Real Estate APIs and Data Science
42 Replies
Sebastian Garcia
from New York, NY
posted almost 3 years ago
Hello everyone!
Quick bit about me- I'm a data scientist working in NYC and literally just started looking into REI a week ago. Mostly because of the dream I have of retiring early with a nice cash flow, but also partly because of the undoubtedly cool stuff I can do with the data.
I'm aware there are probably a good amount of tools/sites already available for determining hot markets in the area, where to invest in hopes of appreciation, predicting house value, etc. But it would be a dope project to build some machine learning model tuned to exactly what I want, like interactions between price and crime and population movement and income shifts and their impact on cash flow, not just property value. And so on and so forth.

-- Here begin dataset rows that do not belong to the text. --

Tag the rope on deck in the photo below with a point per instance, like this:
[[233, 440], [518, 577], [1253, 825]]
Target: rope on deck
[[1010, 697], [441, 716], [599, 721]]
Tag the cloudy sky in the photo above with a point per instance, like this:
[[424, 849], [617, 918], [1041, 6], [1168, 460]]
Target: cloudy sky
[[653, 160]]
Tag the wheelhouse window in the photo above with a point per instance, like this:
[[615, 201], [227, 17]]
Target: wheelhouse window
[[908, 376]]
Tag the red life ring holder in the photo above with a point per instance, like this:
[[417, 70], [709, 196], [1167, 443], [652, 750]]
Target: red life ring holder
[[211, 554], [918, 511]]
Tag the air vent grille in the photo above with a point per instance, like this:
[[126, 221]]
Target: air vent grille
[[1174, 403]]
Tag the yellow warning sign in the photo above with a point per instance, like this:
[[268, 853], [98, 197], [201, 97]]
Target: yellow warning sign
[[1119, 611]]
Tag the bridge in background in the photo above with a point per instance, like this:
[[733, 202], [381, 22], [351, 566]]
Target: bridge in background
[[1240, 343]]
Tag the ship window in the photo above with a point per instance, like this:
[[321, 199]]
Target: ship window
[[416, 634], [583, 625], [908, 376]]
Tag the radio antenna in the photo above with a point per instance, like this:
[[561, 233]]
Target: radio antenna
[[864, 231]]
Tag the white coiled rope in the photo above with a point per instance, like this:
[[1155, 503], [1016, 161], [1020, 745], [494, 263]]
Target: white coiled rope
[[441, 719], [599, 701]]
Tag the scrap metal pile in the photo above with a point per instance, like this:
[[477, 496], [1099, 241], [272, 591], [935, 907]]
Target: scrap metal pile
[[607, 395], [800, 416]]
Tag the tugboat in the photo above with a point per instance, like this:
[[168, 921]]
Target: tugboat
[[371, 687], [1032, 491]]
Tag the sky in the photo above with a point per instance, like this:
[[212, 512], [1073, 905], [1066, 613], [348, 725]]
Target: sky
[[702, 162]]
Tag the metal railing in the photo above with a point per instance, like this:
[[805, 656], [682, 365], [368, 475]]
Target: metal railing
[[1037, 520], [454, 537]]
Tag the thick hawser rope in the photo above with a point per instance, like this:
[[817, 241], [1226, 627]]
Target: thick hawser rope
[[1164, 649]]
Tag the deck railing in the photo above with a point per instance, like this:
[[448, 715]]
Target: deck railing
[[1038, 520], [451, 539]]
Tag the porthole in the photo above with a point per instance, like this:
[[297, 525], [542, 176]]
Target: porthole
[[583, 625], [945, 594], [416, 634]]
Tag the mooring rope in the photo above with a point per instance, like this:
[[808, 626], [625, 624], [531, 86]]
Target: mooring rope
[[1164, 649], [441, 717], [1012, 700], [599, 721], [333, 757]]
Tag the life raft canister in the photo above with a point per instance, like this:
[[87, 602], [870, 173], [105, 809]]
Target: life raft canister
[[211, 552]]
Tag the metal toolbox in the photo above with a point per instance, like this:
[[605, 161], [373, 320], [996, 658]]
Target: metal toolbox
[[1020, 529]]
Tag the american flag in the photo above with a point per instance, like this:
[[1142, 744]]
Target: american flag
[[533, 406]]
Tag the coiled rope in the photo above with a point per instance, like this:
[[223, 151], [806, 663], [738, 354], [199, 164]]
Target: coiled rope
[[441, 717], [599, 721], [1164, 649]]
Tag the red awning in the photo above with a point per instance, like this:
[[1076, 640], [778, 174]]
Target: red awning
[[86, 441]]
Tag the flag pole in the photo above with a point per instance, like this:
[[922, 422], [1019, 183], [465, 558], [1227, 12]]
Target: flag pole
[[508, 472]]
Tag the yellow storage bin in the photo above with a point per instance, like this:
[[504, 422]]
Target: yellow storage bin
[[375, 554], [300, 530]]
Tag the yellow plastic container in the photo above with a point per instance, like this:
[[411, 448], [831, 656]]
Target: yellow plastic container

I'm going with the Zillow API for now but it seems there's a pretty low rate limit. But it's a good start.
If anyone can point me to less-known real estate open databases/APIs that supply additional information, as well as any smaller data sources you find valuable, please let me know! I'd love to share any findings here.
And if anyone's looked into or done this kind of stuff- data science for real estate- I'm very curious about your experiences and I'd love to hear about them!
Thanks!
Trevor Ewen
Rental Property Investor from Weehawken, NJ
replied almost 3 years ago
Played around with this a bit myself. I am a software engineer. I also live in NYC.
My take is that disorganized and unfiltered data sources are some of the most compelling. Some ideas:
* County auction sites
* Insurance auction sites
* Educational data
* For sale by owner lists (if there is such a thing)
* Listings from smaller real-estate firms
Just a few ideas to get you going. One of the most interesting parts about real-estate is how decentralized it is. The idea of a single source for anything is almost an anathema. I think the smart people recognize that and bring together disparate parties to create win-win situations.
Sebastian Garcia
from New York, NY
replied almost 3 years ago
Thanks for the input! I was wondering why these types of discussions were rare here and it makes sense- there's no centralized source to make it easier and and there's probably hundreds of thousands of local sources that need to be pieced together.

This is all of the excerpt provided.